Two social workers who say an inquiry report into allegations of child abuse on the British overseas territory of St Helena destroyed their professional reputations have taken legal action.
Claire Gannon and Martin Warsama, who worked on St Helena and made cover-up allegations, have sued the Foreign Office and the senior barrister who led the inquiry.
They say they “stand by the accuracy and honesty of their disclosures” and say conclusions were reached on the basis of an inquiry which was procedurally unfair.
Lawyers representing ministers and inquiry chairman Sasha Wass QC dispute their claim and say the litigation should not proceed.
A judge was on Friday considering issues in the case at a High Court hearing in London.
Barrister Neil Sheldon, who is leading a legal team representing Foreign Office ministers, asked the judge, Master Victoria McCloud, to halt the litigation and dismiss the claim launched by Ms Gannon and Mr Warsama.
The inquiry had been set up by ministers following corruption and cover-up allegations which had been raised in newspaper articles and leaked documents and made by Ms Gannon and Martin Warsama.
An inquiry report published in December 2015 concluded that: St Helena did not “attract sex tourism”; said allegations that the island in the South Atlantic was a “paedophiles’ paradise” were not true; reported “no corruption at all”; and found no evidence of any attempt by the Foreign Office, the Department for International Development, the St Helena government or police to cover up child abuse.

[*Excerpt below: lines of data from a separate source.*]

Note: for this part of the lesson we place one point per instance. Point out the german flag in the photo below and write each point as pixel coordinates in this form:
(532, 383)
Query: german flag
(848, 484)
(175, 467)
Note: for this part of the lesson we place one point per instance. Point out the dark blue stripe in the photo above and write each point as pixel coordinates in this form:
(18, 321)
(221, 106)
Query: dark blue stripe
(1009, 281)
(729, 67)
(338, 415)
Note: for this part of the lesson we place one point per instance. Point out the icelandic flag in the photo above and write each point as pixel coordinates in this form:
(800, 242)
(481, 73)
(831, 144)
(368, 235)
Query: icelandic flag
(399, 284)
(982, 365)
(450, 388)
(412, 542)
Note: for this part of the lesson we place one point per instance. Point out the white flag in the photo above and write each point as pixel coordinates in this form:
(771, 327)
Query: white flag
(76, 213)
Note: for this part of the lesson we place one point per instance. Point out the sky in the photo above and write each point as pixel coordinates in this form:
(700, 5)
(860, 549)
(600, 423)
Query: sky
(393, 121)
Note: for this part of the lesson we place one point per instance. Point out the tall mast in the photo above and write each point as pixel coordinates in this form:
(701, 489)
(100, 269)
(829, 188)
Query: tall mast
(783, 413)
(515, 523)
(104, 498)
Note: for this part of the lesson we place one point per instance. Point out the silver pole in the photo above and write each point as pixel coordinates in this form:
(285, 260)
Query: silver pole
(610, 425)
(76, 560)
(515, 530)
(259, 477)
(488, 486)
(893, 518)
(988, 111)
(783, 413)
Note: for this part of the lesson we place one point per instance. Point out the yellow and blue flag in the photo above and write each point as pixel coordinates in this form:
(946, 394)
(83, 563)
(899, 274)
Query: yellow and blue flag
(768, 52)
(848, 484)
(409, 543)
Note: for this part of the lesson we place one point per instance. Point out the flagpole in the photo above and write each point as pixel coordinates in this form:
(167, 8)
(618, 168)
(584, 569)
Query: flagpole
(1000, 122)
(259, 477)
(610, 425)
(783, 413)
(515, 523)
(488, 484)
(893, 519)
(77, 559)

The report said: “We stress that there was no ‘cover-up’ as alleged by Ms Gannon and Mr Warsama, rather an ignorance of proper safeguarding procedure.”
Nicholas Bowen QC, who represents Ms Gannon and Mr Warsama, told the judge the conclusions of the Wass Inquiry “destroyed” the professional reputations of his clients.
He said the inquiry process was “procedurally” unfair and said Ms Gannon and Mr Warsama were entitled to “just satisfaction” for their loss.
Ms Gannon and Mr Warsama say their claim should not be dismissed but say evidence should be analysed at a trial.